El 3D no murió, dice James Cameron, que reestrena Avatar

El 3D no murió, dice James Cameron, que reestrena Avatar


Ya no cuenta aquello de que ver películas en 3D “me da dolor de cabeza”. Ni que los armazones de los anteojos son muy pesados, ni alguna otra excusa. El cine en 3D llegó para quedarse, aunque algunos crean que no es así. Pero James Cameron opina lo contrario.

“Diría que el 3D ya fue adoptado en general. Avatar ganó el Oscar a la mejor fotografía con una cámara digital 3D. Ninguna cámara digital había ganado el Oscar a la mejor fotografía antes. Luego, dos de los tres años siguientes, las mismas cámaras fueron utilizadas por los directores de fotografía que ganaron el Oscar…”, manifestó el cineasta, a días de reestrenar Avatar… en 3D.

James Camerom, por 2009, en Londres, con los anteojitos para ver «Avatar». Foto Archivo Clarín

Es que el formato tuvo su eclosión a partir del estreno de la película con los seres azules, a fines de 2009. Recuerdo asistir a la premiere mundial, en Londres, en Leicester Square, en el cine Odeon Luxe, y a la salida todos hablábamos más del efecto tridimensional de Pandora que de la trama en sí (y hoy seguiríamos hablando de lo mismo…).

Avatar va a tener en la Argentina su reestreno, este próximo jueves 22 de septiembre, en una copia remasterizada, tres meses antes de que se estrene la secuela, Avatar: El camino del agua.

Pero ésa ya será otra historia.

Así eran los antejos para ver cine en 3D en los Estados Unidos en 2009. Mucho ha cambiado desde entonces. Foto AP

Así eran los antejos para ver cine en 3D en los Estados Unidos en 2009. Mucho ha cambiado desde entonces. Foto AP

El cine en 3D, el efecto que ofrece, pretende simular la visión tridimensional humana real. Tampoco es tan complejo: el cerebro crea la sensación de tridimensionalidad al sumar las dos imágenes que recibe con el ojo izquierdo y el derecho. Los anteojitos de los primeros años, los que usaban nuestros abuelos, tenían un lente rojo para el ojo izquierdo y azul para el derecho.

¿Moda o no?

Cameron, a propósito de esto de la moda o no de la tridimensionalidad, ha dicho recientemente que “a la mayoría de la gente le parece que el 3D se ha terminado. Pero realmente no ha terminado. Simplemente ha sido aceptado. Ahora es parte de tus elecciones cuando vas al cine a ver una película. Lo comparo con el color. Cuando aparecieron las películas en color por primera vez, era la gran cosa. La gente iba a ver películas porque estaban en color. Creo que en la época de Avatar, la gente solía ir a ver películas porque estaban en 3D. Tuvo un impacto”, dijo y plantó bandera.
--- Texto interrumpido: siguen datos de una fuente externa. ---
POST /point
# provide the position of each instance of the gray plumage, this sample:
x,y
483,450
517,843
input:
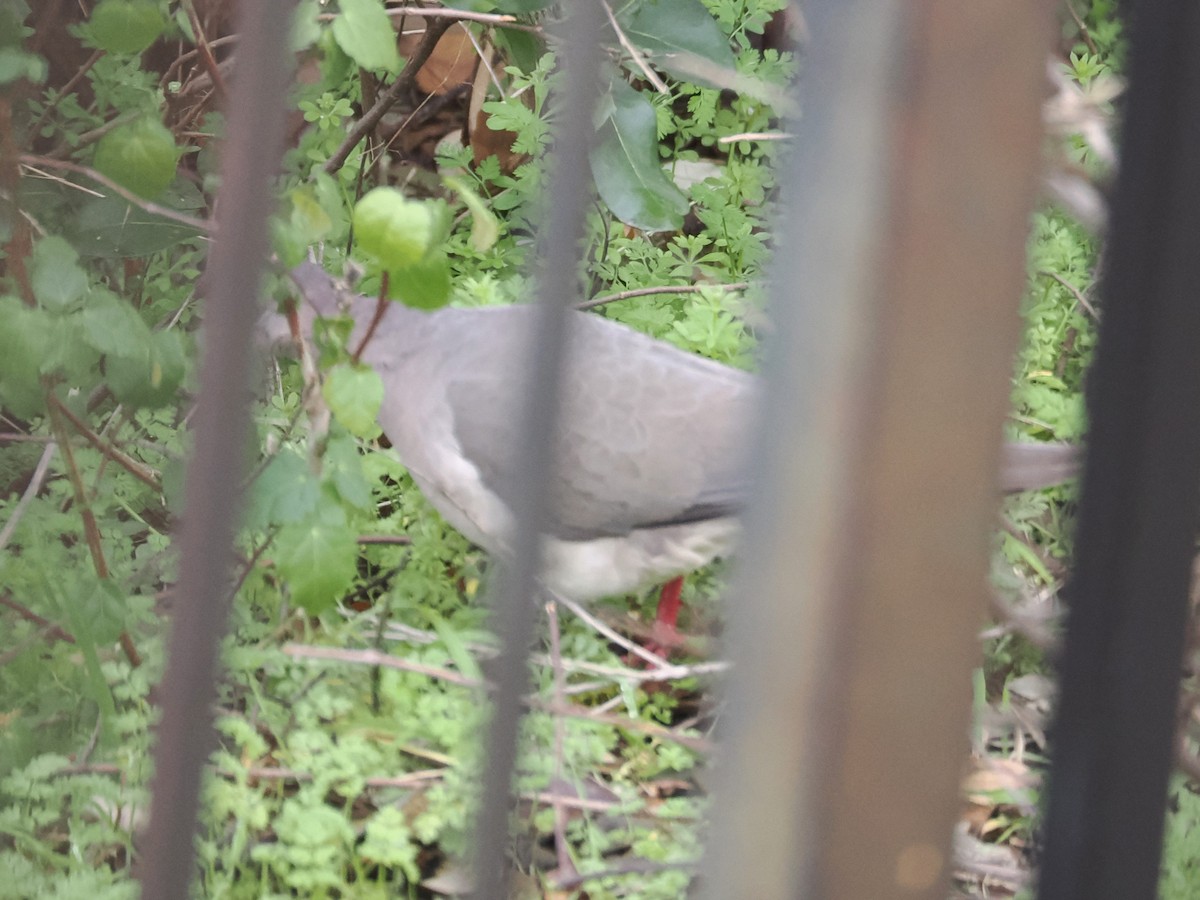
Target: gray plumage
x,y
651,447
Zoë Saldaña acompaña a Sam Worthington en una imagen ya clásica de "Avatar", la película más taquillera de la historia. Foto Archivo Clarín

Zoë Saldaña acompaña a Sam Worthington en una imagen ya clásica de «Avatar», la película más taquillera de la historia. Foto Archivo Clarín

Y si ustedes tuvieron la suerte de viajar e ir a los parques temáticos de Disney, saben que el “juego” de Avatar impresiona, es alucinante… y mucho de ello se lo debe al efecto tridimensional.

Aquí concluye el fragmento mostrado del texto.